От таких мыслей вол печально завертел головой, зазвенел медный колокольчик на его шее, и скрипнуло ярмо.
Галоня открыл глаза и, посмотрев на друга, промычал:
— Опять ты со своими глупостями! Ешь, да жирей себе, дурак. Смотри, у тебя ребра можно пересчитать. Если бы способность думать ценилась, то люди не предоставили бы это нам, волам. Не выпало бы нам такое счастье!
С сожалением посмотрев на своего друга, Сивоня отвернулся и опять углубился в свои мысли.
«Гордятся своим славным прошлым. Косово поле, косовская битва! Чудо из чудес! Так ведь и мои предки волокли тогда для войска пищу и снаряжение; не будь нас, все это пришлось бы делать самим людям… Восстание против турок! Великое, благородное дело, но кто там был? Разве восстание поднимали эти надменные пустозвоны, которые, ничего не делая, проходят, задрав нос, мимо меня, будто в том их заслуга? Возьмем, к примеру, хотя бы моего хозяина. И он гордится и хвастается восстанием, особенно тем, что в борьбе за освобождение родины погиб его прадед, редкостный юнак. Так разве его в этом заслуга? Гордиться имеет право его прадед, а не он; прадед его пал жертвой за то, чтобы мой хозяин, его потомок, был свободен. И он свободен, но что он, свободный, делает? Украл чужие доски, повалился в телегу и захрапел, а я тяну и его и доски. Теперь, продав доски, он бездельничает, пьянствует, похваляется славным прошлым. А сколько моих предков было зарезано во время восстания, чтобы прокормить бойцов? Да разве не они волокли тогда военное снаряжение, пушки, провиант и порох, и все же нам и в голову не приходит бахвалиться их заслугами, ведь мы попрежнему добросовестно и терпеливо исполняем свои обязанности, как исполняли их и наши предки.

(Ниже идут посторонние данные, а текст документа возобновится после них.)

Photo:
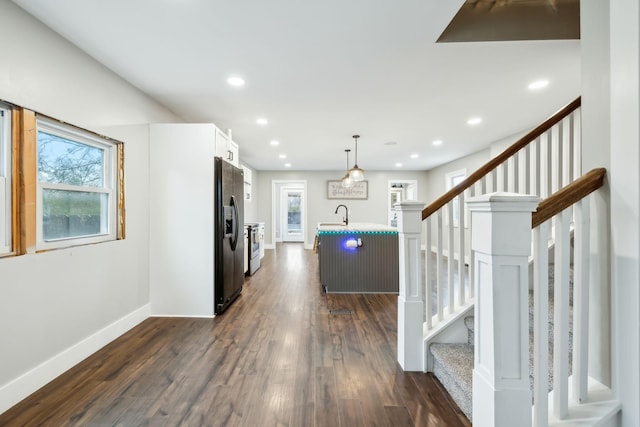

Гордятся муками своих предков, пятисотлетним рабством. Мой род страдает с тех пор, как существует; мы и по сей день мучаемся, находясь в ярме, но никогда не звоним по этому поводу в колокола. Издевались, слышь, над ними турки, резали, сажали на кол. Моих же предков резали и жарили и турки и сербы; да и каким еще только мукам нас не подвергали!
Гордятся верой своей, и ни во что не верят. А разве я и весь мой род виноваты в том, что нас не принимают в христианство? Заповедь говорит им: «Не укради», а вот же мой хозяин крадет и пропивает краденые деньги. Вера учит их делать ближнему добро, а они друг другу причиняют зло. Лучшим примером добродетели считается тот, кто не совершил зла, и, разумеется, никто и не собирается потребовать, чтобы, не делая зла, он сотворил добро. И вот докатились до того, что добродетелью считают любое бесполезное дело, лишь бы оно не приносило вреда».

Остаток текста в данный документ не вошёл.